Nathan Labenz: (1:29:01) I wish I was so confident. Have you ever heard of gene drives just to raise to see and and raise your CRISPR? So it's a CRISPR elaboration. And and I don't know if he's the inventor or 1 of the inventors, but I have an episode coming up with Kevin Esvelt, who's a biologist.
Martin Casado: (1:29:16) Yeah. Yeah. Brilliant
Nathan Labenz: (1:29:18) guy. The gene drive concept is that it will copy itself into the other chromosome and thus it becomes super dominant. So if it gets inserted in 1 generation, next thing you know, it's in both chromosomes. And then when that generation reproduces, it copies again. And so basically it's going to take over the entire population with this gene. The only way that they know to combat that is to have another gene drive that comes in and tries to neutralize the first gene drive. But I guess the reason I raise that is it seems like the real kind of core disagreement between the safetyists and the, you know, let's not worry about this or it would be premature to worry about this is really the expectation of how powerful is it gonna get and how, like, how broad would the impact be? Because the the CRISPR versus the gene drive, it's like, those are very different technologies. Right? 1 makes an edit, 1 propagates through all future generations, and that difference is everything. Right?

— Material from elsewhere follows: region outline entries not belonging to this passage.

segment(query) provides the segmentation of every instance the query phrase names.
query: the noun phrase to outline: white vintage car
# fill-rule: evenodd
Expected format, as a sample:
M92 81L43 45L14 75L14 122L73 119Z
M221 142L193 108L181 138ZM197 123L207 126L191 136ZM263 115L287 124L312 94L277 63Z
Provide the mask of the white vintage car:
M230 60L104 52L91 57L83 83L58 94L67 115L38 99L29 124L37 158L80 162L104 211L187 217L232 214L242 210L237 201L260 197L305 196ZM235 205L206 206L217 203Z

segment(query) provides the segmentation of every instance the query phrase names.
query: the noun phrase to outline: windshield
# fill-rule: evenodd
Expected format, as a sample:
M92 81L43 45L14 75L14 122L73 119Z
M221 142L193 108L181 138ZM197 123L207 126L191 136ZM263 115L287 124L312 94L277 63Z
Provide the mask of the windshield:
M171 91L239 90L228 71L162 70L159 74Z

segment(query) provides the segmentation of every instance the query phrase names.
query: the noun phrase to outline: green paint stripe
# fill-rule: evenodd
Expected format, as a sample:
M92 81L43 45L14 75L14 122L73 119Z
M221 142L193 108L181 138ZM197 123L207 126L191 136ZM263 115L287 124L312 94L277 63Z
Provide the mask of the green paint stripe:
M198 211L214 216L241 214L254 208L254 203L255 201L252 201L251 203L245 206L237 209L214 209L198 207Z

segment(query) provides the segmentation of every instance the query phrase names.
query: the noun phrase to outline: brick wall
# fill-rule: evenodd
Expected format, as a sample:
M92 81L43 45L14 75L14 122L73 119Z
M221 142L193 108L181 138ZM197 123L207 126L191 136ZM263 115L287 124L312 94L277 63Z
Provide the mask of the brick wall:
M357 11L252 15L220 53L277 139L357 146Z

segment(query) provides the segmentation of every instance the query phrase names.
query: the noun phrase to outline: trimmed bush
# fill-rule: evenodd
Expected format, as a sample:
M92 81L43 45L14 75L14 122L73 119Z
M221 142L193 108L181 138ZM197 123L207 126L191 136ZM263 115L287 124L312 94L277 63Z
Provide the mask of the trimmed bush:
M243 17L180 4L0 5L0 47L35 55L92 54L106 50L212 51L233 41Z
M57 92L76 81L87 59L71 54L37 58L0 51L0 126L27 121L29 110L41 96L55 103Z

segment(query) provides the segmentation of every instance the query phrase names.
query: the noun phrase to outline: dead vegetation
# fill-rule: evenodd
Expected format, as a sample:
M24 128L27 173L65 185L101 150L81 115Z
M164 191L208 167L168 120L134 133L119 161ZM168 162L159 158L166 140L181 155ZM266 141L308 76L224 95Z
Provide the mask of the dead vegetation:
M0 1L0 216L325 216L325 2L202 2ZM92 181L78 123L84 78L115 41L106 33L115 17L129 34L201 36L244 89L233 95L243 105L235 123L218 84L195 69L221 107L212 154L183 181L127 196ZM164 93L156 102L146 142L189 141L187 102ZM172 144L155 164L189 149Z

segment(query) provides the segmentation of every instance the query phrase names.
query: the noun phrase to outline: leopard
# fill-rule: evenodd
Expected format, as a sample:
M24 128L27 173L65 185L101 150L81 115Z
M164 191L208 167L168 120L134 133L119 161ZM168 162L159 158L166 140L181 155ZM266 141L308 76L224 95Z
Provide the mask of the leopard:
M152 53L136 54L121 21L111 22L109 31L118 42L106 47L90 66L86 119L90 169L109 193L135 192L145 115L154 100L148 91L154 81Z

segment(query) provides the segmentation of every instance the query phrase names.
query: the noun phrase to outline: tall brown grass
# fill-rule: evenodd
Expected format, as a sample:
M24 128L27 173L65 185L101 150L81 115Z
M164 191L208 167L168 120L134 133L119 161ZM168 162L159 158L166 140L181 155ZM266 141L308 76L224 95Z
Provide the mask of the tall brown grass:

Martin Casado: (1:30:19) Yeah. Totally
Nathan Labenz: (1:30:20) agree. Same thing basically is true for AI.
Martin Casado: (1:30:22) I I I so I I totally agree with this, which is like, I am all for if we've identified 1 mechanism that has massive destructive power, for example, listen, I worked in nuclear weapons. Right? I totally understand the impact of nuclear weapons. You have 1 relatively simple mechanism that has massive destructive power, and it could be the case, certainly with something biological, because you do have exponentials when it comes to replication. Right? Just like with a nuclear bomb, like once you hit criticality, you get an exponential. With biology, you also get an exponential. Right? That has not been the case with the computer systems. There's 0 indication that will ever be the case with computer systems. These are not biological systems, they're computer systems. So until somebody actually shows that in a way that's not a platonic thought experiment, like there's 0 evidence. Actually, in fact, there's actually counter evidence that we have recursive self improvement. Improvement. Like, there are number of, like, good studies like this will never happen, theoretically. So until we have even a shred of evidence that there's gonna be anything that's gonna be exponential or that'll behave in ways that computer system haven't, then we could have the conversation, but we're not there. We're literally taking a thought experiment that is not rooted at all in the way that we understand computers and using that to regulate perhaps the most beneficial technology of the last 30 years.
Nathan Labenz: (1:31:41) Do you like the responsible scaling policy approach or the preparedness framework approach? Each of Anthropic, OpenAI, and DeepMind now have their own kind of version of this, but I'm sure you're familiar. But, basically
Martin Casado: (1:31:54) Yeah.
Nathan Labenz: (1:31:55) For everybody who may not be, they are defining a set of things that they are interested in looking at or think could be problematic long term defining thresholds of capability. And then in Anthropic's case committing to either solving it or stopping scaling when they begin to see those?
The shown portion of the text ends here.